Deep Dive 18 min read Mar 15, 2026

OpenClaw Scores a C. The Most-Starred Project on GitHub Has Real Problems.

285,000 GitHub stars. 8 CVEs in 6 weeks. 42,000 exposed instances. We analyzed OpenClaw's 1.1 million lines of code across four analysis dimensions. The most-starred project on GitHub scores a C.

Overall Grade

C

60.0

Security Score

30

25 issues found

Test Quality

36

480K test LOC

Total Issues

3,592

across all categories

The Most-Starred Project on GitHub

OpenClaw is the fastest-growing open-source project in GitHub history. It reached 100,000 stars in two days. React took 8 years. Linux took 12. It gained 25,310 stars in a single day on January 26 -- the highest ever recorded.

It's also been called a "security nightmare" by Cisco, "structurally broken" by Conscia, and "ridiculous to try to secure" by Aikido Security. Its creator, Peter Steinberger, has since joined OpenAI. The project is being moved to an independent 501(c)(3) foundation.

We ran Octokraft's full analysis pipeline on the current codebase. Four analysis dimensions: static analysis for code quality, graph analysis for structural patterns, convention detection for consistency, and LLM-powered semantic analysis for behavioral risks. 1.1 million lines of code. 480,000 lines of tests.

The result: 60 / C.


The Full Scorecard

CategoryScoreWhat It Means
Security29.725 security issues including 2 critical, 5 high. Plugin sandboxing gaps, replay attacks, credential handling.
Test Quality36.0480K test LOC but only 29% structural coverage. Shallow breadth despite massive volume.
Runtime Risks61.029 runtime issues. Message loss on abort, no plugin unloading, no rate limiting across channels.
Code Smell72.71,788 code smells. Session key coupling, unbounded growth in core orchestration.
Consistency81.71,387 consistency issues across 368 detected conventions.
Dead Code98.9223 dead code items. Relatively clean.
Duplication100.0No significant duplication detected.
Compliance100.0No compliance violations.

The three categories that drag the score down tell the real story: security (29.7), test quality (36.0), and runtime risks (61.0). These aren't style issues or nitpicks. They're the categories that determine whether your software works correctly and safely in production.


Security: 29.7 / 100

This is a project that had 8 CVEs disclosed in 6 weeks, had 42,665 exposed instances identified by security researchers (93.4% with authentication bypass), and had 20% of its plugin marketplace poisoned with malware. The security score reflects that history.

Critical Findings

Path traversal protection gaps in sandbox

src/agents/sandbox-paths.ts -- The sandbox path validation can be bypassed in edge cases involving symlinks and relative path resolution.

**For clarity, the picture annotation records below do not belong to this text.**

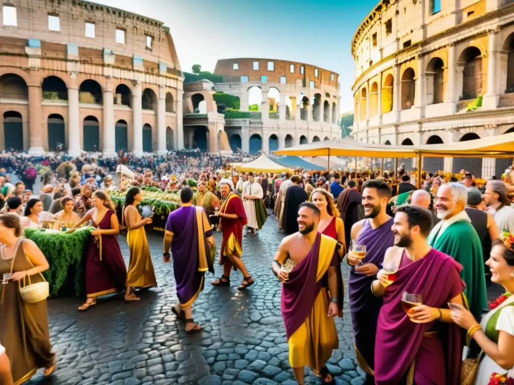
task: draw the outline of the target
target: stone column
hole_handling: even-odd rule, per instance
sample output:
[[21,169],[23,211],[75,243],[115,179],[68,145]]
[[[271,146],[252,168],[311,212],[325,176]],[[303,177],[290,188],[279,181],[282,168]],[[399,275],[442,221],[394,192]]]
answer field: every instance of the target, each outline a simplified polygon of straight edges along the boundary
[[68,155],[77,158],[81,155],[80,119],[79,116],[79,87],[77,74],[70,76],[68,86]]
[[41,102],[41,86],[40,84],[29,84],[29,131],[30,136],[31,155],[42,155],[45,153],[41,134],[43,127],[43,107]]
[[157,104],[157,155],[168,153],[166,149],[166,90],[163,86],[159,87],[159,101]]
[[[500,30],[492,28],[489,31],[489,59],[487,61],[487,92],[482,100],[482,108],[494,109],[498,106],[499,97],[496,83],[498,75],[496,35]],[[485,159],[484,159],[485,160]],[[482,167],[482,169],[484,168]]]
[[103,90],[103,146],[102,154],[104,157],[109,158],[116,156],[114,98],[112,80],[108,78]]
[[184,149],[184,127],[183,124],[182,111],[183,110],[183,103],[182,98],[183,97],[183,90],[182,89],[182,84],[179,83],[177,88],[177,108],[175,110],[177,111],[177,129],[176,130],[176,143],[175,148],[177,150],[183,150]]
[[[140,157],[143,155],[143,107],[141,100],[142,93],[141,82],[136,81],[132,92],[132,112],[134,113],[132,119],[134,125],[132,152],[136,157]],[[177,116],[178,116],[178,111]]]

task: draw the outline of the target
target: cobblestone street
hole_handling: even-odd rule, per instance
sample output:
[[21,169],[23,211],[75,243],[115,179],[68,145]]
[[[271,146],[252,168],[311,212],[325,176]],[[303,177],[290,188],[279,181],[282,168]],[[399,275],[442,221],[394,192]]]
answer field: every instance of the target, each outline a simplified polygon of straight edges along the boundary
[[[243,260],[255,280],[246,291],[237,289],[243,279],[239,272],[232,274],[230,287],[212,286],[213,277],[207,273],[205,289],[193,312],[204,330],[188,335],[171,312],[177,302],[175,280],[171,264],[162,262],[162,236],[150,236],[158,287],[141,293],[140,301],[125,303],[122,297],[112,296],[80,313],[77,307],[83,298],[48,300],[57,370],[44,383],[295,383],[280,313],[280,284],[270,269],[283,236],[272,215],[257,236],[243,236]],[[215,238],[219,247],[221,232]],[[126,239],[119,241],[128,265]],[[215,268],[219,277],[221,266]],[[344,320],[336,320],[339,350],[328,366],[337,383],[355,385],[362,383],[362,372],[356,368],[351,321],[345,311]],[[38,383],[40,375],[31,384]],[[307,382],[321,382],[311,374]]]

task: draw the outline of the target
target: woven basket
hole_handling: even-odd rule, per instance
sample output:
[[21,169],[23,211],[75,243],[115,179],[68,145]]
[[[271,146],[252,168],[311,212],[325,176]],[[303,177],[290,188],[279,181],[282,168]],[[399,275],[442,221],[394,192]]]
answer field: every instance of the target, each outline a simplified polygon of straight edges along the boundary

This is the same class of vulnerability that led to CVE-2026-25475 (local file inclusion via MEDIA: path).

Blocked host paths -- incomplete coverage

src/agents/sandbox/validate-sandbox-security.ts -- The denylist blocks /etc, /proc, /sys, /dev, /root, /boot, docker.sock. But the completeness of this list is critical. New mount points or platform-specific paths could bypass it.

High-Severity Security Issues

FindingFileSource
No replay attack protection for webhooksextensions/bluebubbles/src/monitor.tsLLM Agent
No process isolation for pluginssrc/plugins/loader.tsLLM Agent
No routing loop detectionsrc/auto-reply/reply/route-reply.tsLLM Agent
XSS via direct Response write from user inputsrc/media/server.tsStatic (Semgrep)
Google service account credentials in test filesextensions/googlechat/Static (Semgrep)

The mix of sources is telling. Static analysis caught the hard credentials and XSS patterns. The LLM agent found the architectural security gaps -- no replay protection, no plugin isolation, no loop detection. Neither analysis alone would have given the full picture.

The Plugin Isolation Problem

This one deserves special attention. OpenClaw's plugins run in the same Node.js process as the gateway. No sandboxing. No VM isolation. No separate worker. A plugin has full access to the global state, can register HTTP handlers without authentication, and can read the config including credential paths.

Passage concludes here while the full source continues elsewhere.